Surat permohonan pembuatan KTP itu dikeluarkan Kantor Kecamatan Pangandaran, Kabupaten Pangandaran, Jawa Barat pada 2014.
Dalam surat yang menjadi bungkus gorengan itu, tertera jelas alamat pribadi Susi dan data Nomor Induk Kependudukan (NIK) miliknya.
"Hal seperti ini bukannya sudah biasa terjadi? Protes ke mana? ke siapa? setiap hari kita dapat WA (WhatsApp) pinjol, investasi, promo, dan lain-lain.. semua tahu nomor kita data kita.. so," demikian twit Susi.
Persoalan bocornya data pribadi yang dialami Susi bukan hanya terjadi kali ini. Sudah berkali-kali.
Baca juga: Dokumen Kependudukan Susi Pudjiastuti Jadi Bungkus Gorengan, Ini Penjelasan Kemendagri
Perlindungan data pribadi kembali disoroti. Siapa yang akan melindungi?
Menjaga keamanan data pribadi
Pengamat teknologi informasi (TI) yang juga pakar forensik digital, Ruby Alamsyah, mengatakan, data pribadi mutlak dilindungi sebaik-baiknya.
Apalagi, di era digital seperti saat ini, kejahatan siber dengan memanfaatkan kebocoran data pribadi rawan terjadi.
Ruby mengatakan, hal pertama yang harus diingat masyarakat adalah untuk tidak sembarangan membagikan data pribadi mereka.
Hal itu berlaku untuk data yang bersifat fisik seperti fotokopi KTP, maupun data yang bersifat digital, seperti foto KTP di ponsel.
Menurut Ruby, masyarakat harus jeli memastikan kepada siapa mereka akan memberikan data pribadi mereka. Data tersebut hanya boleh dibagikan kepada pihak yang kredibel..
"Pihak tersebut benar-benar dapat menjaga data kita secara aman dan penggunannya benar. Jadi kita jangan sembarang memberikan data pribadi kita, walaupun itu dalam bentuk fotokopi. Kalau tidak yakin pihak itu bisa menjaga dengan aman, lebih baik kita tidak memberikannya," kata Ruby, saat dihubungi Kompas.com, Senin (27/12/2021).
Ruby menyebutkan, ketika data pribadi akan dibagikan dalam bentuk digital, sebaiknya cek kebijakan privasi yang dicantumkan oleh penyedia aplikasi.

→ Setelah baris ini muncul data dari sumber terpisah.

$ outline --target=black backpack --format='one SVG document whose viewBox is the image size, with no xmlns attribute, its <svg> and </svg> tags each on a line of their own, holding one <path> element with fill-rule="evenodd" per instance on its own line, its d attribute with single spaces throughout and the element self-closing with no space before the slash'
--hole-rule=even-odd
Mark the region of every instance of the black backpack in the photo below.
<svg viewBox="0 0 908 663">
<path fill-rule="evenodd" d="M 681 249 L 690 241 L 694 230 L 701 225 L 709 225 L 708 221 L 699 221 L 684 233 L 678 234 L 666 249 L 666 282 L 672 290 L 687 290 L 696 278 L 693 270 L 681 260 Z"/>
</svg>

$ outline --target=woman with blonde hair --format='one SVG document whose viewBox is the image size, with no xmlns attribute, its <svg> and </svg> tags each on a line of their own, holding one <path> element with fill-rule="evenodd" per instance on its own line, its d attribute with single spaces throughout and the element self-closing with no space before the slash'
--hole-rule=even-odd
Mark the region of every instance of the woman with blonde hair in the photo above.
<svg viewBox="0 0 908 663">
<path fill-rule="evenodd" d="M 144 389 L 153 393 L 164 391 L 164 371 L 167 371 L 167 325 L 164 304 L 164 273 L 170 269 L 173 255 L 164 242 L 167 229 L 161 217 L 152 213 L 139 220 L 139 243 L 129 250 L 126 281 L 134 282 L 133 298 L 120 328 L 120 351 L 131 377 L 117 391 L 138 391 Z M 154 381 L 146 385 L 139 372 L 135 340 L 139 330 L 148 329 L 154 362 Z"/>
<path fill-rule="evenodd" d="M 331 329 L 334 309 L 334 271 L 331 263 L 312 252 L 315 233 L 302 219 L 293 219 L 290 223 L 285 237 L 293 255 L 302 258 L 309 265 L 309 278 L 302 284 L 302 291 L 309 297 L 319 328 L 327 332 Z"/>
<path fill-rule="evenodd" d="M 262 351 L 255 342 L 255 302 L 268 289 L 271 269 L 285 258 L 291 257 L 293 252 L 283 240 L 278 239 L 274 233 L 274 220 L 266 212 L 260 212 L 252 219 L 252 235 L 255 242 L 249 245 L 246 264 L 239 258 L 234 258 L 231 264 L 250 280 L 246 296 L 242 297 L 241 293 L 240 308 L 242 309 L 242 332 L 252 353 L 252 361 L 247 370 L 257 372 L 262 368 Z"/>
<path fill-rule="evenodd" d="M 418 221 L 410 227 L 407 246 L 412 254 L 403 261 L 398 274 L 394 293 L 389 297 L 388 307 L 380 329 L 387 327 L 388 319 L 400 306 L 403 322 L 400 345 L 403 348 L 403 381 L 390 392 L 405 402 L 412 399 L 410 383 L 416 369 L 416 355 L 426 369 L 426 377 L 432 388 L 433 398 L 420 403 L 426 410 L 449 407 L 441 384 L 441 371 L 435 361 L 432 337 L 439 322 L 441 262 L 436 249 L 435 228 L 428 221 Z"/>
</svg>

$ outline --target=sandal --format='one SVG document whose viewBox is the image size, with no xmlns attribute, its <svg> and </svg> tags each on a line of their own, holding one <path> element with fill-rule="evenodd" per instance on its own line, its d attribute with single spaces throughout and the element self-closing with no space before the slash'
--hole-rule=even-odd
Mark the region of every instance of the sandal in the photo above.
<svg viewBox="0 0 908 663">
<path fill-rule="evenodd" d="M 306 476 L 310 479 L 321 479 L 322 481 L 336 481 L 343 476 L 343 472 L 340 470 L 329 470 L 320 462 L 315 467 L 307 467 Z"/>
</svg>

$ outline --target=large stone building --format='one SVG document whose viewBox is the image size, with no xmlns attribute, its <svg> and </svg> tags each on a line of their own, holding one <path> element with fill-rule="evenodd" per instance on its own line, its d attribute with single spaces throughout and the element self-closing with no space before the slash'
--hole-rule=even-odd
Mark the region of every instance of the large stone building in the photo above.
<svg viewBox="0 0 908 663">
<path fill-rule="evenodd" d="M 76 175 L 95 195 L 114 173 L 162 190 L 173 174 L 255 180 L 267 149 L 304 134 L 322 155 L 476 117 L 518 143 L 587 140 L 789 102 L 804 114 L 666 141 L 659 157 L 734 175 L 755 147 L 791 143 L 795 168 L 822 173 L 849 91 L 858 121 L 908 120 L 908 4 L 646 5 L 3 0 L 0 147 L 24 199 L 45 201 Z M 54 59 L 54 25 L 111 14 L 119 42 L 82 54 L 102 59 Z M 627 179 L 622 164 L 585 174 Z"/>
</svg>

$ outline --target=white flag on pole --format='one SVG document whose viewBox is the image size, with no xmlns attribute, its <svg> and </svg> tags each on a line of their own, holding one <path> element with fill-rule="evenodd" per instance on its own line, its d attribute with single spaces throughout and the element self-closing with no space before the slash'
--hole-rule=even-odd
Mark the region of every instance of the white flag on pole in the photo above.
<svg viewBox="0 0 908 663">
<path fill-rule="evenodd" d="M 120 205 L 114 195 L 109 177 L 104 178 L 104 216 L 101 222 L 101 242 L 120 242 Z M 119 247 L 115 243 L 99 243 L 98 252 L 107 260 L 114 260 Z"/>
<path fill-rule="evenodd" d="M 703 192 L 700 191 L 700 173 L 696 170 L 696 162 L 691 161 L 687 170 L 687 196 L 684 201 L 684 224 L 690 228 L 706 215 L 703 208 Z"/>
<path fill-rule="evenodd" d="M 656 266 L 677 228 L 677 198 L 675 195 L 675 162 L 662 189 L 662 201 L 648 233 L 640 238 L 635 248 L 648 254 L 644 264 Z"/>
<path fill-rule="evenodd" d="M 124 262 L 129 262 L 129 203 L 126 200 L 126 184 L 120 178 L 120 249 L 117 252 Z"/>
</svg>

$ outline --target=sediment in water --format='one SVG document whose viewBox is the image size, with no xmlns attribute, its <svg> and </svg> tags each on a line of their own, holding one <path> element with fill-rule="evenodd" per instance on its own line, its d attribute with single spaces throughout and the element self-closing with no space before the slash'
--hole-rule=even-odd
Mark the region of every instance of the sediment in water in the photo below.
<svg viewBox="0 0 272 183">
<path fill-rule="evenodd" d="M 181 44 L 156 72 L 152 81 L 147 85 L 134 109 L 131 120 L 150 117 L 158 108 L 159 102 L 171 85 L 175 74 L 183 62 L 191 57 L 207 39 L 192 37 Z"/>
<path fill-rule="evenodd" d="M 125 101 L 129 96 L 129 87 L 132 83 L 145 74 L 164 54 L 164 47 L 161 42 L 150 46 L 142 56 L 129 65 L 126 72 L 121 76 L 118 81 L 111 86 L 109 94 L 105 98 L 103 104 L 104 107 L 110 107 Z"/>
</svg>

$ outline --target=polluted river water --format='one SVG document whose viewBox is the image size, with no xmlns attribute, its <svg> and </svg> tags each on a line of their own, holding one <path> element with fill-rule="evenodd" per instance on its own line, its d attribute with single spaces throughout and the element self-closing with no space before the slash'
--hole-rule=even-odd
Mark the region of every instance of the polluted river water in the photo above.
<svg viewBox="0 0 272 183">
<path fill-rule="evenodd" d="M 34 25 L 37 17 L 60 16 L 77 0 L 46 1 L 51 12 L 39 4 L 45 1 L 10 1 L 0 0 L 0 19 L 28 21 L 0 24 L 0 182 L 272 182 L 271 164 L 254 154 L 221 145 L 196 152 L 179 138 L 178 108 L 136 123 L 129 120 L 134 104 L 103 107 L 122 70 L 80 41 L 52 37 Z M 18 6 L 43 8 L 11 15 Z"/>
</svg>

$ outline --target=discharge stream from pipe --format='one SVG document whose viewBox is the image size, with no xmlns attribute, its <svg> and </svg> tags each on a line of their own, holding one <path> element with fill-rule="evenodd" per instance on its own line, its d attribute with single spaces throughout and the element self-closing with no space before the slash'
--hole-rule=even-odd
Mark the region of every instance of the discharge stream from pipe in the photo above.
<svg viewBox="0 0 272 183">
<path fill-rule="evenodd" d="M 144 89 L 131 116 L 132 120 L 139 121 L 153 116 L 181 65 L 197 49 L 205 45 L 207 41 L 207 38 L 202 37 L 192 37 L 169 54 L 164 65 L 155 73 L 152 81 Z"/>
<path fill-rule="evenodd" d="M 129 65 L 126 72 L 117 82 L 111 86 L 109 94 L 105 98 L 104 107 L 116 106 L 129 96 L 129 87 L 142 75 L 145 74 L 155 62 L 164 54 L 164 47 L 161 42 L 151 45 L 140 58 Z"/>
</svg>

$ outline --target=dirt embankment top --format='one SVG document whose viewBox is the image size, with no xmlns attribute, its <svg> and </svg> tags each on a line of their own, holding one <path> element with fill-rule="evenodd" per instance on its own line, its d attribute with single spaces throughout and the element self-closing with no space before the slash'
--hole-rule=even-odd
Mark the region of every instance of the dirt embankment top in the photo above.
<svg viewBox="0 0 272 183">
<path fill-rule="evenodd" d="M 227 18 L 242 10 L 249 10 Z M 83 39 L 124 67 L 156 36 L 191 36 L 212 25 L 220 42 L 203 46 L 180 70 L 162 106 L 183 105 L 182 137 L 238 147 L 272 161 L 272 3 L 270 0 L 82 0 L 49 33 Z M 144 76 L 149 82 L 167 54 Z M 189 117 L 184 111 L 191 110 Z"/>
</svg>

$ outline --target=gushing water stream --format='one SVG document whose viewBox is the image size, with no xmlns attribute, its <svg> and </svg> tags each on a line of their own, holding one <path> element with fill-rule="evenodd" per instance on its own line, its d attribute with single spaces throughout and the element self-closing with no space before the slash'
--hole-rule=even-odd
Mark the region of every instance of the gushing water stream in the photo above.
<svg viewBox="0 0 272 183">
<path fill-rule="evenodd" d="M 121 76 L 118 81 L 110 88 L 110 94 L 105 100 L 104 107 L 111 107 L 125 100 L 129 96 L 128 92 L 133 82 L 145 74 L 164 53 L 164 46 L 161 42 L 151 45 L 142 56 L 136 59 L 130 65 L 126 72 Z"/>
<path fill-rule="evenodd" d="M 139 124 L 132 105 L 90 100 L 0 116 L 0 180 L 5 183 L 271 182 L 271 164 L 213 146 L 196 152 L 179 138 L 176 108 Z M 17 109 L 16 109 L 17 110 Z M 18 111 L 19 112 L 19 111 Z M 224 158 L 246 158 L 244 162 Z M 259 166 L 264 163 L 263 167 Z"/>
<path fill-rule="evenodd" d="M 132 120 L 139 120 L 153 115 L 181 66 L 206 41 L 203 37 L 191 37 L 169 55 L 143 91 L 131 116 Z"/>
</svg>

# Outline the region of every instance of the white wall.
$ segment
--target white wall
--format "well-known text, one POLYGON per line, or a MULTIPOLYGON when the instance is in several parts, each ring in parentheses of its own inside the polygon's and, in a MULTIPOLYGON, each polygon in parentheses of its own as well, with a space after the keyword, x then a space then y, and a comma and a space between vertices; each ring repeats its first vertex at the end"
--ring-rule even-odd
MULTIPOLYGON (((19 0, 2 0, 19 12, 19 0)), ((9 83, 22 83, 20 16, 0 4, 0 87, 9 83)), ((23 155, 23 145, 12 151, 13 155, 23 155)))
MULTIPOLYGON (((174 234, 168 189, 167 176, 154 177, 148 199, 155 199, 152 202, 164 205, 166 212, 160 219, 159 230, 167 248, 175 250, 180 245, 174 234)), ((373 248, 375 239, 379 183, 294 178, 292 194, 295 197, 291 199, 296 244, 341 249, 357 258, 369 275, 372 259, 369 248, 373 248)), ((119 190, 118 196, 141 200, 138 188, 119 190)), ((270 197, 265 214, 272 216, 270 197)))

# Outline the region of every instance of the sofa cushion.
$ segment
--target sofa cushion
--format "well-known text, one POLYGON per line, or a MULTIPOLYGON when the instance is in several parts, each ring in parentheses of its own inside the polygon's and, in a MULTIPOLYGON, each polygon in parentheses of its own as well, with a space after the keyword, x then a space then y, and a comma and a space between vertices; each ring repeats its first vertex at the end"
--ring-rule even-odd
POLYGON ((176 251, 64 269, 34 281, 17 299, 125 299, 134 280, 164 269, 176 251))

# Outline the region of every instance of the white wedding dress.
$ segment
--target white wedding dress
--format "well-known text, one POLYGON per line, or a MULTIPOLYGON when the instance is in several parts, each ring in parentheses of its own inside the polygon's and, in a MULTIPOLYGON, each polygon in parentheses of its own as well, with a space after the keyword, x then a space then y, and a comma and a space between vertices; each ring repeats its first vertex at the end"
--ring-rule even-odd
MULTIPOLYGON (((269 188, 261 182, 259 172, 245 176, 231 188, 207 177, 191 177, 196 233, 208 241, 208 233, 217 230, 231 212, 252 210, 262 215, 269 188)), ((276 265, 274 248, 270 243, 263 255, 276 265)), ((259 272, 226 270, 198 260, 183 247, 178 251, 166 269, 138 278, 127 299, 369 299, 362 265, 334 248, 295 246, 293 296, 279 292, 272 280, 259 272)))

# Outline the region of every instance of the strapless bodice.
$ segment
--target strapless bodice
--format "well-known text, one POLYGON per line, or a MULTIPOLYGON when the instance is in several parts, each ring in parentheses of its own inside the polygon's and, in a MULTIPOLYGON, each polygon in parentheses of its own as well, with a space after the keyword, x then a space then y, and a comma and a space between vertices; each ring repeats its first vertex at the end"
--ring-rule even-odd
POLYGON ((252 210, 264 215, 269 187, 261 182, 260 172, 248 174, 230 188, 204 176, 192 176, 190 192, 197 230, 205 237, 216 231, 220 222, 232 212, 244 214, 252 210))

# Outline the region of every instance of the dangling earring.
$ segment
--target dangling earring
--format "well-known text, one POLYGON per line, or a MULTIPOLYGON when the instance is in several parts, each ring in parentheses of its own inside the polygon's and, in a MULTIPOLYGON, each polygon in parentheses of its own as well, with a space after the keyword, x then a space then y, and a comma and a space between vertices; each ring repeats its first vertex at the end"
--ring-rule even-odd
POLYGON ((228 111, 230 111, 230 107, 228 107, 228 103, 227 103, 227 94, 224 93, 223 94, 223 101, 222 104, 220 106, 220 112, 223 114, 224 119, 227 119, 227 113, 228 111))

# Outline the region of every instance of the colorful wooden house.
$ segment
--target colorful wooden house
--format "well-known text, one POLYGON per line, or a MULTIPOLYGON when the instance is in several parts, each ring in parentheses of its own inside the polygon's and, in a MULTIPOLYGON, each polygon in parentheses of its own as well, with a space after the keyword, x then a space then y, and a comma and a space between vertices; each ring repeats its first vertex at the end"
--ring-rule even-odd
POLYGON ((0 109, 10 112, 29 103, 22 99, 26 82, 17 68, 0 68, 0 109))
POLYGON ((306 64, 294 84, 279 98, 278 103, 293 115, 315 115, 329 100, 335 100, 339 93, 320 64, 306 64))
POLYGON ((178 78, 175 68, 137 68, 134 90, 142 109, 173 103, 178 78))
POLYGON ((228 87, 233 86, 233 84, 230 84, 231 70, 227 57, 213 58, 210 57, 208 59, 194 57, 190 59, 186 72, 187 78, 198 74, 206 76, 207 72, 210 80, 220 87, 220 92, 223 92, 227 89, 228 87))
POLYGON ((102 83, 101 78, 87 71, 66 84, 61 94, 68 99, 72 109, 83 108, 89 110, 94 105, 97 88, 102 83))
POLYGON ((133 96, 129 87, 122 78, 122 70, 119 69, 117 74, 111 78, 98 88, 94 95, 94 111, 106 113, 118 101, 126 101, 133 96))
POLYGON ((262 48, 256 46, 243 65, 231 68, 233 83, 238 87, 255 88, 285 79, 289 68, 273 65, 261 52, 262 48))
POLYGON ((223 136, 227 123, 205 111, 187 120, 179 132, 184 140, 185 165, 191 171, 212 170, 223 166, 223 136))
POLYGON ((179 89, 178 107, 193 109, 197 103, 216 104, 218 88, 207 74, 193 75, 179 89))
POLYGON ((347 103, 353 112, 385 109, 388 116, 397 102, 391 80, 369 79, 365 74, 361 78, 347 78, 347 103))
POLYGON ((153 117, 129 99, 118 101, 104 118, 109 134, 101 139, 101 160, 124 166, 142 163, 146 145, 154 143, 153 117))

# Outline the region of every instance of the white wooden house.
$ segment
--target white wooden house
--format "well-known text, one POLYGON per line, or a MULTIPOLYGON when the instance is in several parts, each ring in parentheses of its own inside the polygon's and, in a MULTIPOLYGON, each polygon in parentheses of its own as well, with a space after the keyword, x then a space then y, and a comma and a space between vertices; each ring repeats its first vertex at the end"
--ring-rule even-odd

"Di aplikasi-aplikasi itu kita harus pastikan. Kalau mereka mencantumkan itu dan berani bertanggung jawab, maka tidak masalah (dibagikan). Tapi kalau tidak, lebih baik jangan diberikan," ujar Ruby.
Baca juga: INFOGRAFIK: Data Pribadi yang Jangan Dibagikan di Stiker Add Yours Instagram
UU PDP sangat diperlukan
Menanggapi kasus dokumen kependudukan mantan Menteri KKP Susi Pudjiastuti yang berakhir menjadi bungkus gorengan, Ruby mengatakan, hal ini seharusnya bisa dicegah jika rancangan Undang-Undang Perlindungan Data Pribadi (PDP) disahkan menjadi UU.
Menurut Ruby, karena UU PDP masih belum disahkan, maka terkesan seolah tanggung jawab penyimpanan data-data pribadi adalah tanggung jawab warga itu sendiri.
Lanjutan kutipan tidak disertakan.